J14 – Mardi 09/12/97
Position à 12 h TU : 14°19′ N – 57°41′ W
132 M parcourus – Reste 186 M
En fin de nuit, un voilier au moteur passe sur notre tribord. Nous empannons sous spi. Malgré la chute de notre moyenne, nous espérons toujours arriver de jour le lendemain. Nous pêchons un beau coryphène bleu et jaune de 63 cm qui va améliorer notre ordinaire. Les repas des 15 jours ont été variés mais nous avons envie de frais.
J15 – Mercredi 10/12/97
Position à 12 h TU : 14°21′ N – 60°11′ W
146 M parcourus – Reste 40 M
Nous portons toujours le spi. Ca roule beaucoup et Hubert barre. Le vent force encore et nous affalons.
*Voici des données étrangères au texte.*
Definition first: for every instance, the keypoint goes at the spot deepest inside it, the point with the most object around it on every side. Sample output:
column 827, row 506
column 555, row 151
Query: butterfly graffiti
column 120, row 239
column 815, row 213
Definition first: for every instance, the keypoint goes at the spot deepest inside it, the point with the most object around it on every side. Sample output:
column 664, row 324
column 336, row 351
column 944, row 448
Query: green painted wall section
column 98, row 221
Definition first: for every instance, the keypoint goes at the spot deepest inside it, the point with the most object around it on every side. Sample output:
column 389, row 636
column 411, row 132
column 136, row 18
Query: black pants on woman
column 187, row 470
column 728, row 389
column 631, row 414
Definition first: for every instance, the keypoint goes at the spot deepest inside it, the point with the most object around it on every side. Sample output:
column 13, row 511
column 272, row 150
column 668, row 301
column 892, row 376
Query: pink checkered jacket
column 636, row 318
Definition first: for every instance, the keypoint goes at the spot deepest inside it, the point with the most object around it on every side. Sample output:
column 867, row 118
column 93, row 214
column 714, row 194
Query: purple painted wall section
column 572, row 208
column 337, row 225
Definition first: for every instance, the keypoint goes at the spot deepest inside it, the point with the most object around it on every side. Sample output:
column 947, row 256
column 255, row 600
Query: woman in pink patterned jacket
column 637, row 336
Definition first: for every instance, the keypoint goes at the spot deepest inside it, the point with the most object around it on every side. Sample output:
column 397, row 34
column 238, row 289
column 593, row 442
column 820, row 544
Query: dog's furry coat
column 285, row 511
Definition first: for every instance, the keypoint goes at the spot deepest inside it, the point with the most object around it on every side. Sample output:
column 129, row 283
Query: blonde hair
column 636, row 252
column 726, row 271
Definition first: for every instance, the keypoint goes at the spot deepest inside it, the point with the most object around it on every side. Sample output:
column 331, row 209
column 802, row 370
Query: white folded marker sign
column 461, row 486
Le bras se bloque dans un taquet et le bateau est couché par un départ au lof ; frayeur des enfants non habitués à ce genre de situations très sportives. Nous tangonnons ensuite le génois et l’enroulons rapidement au passage d’un grain assez impressionnant. Nous apercevons un cargo sur tribord, le seul de la traversée. Nous touchons terre à 19 h TU, soit 14 h locales et mouillons dans la baie de St Anne.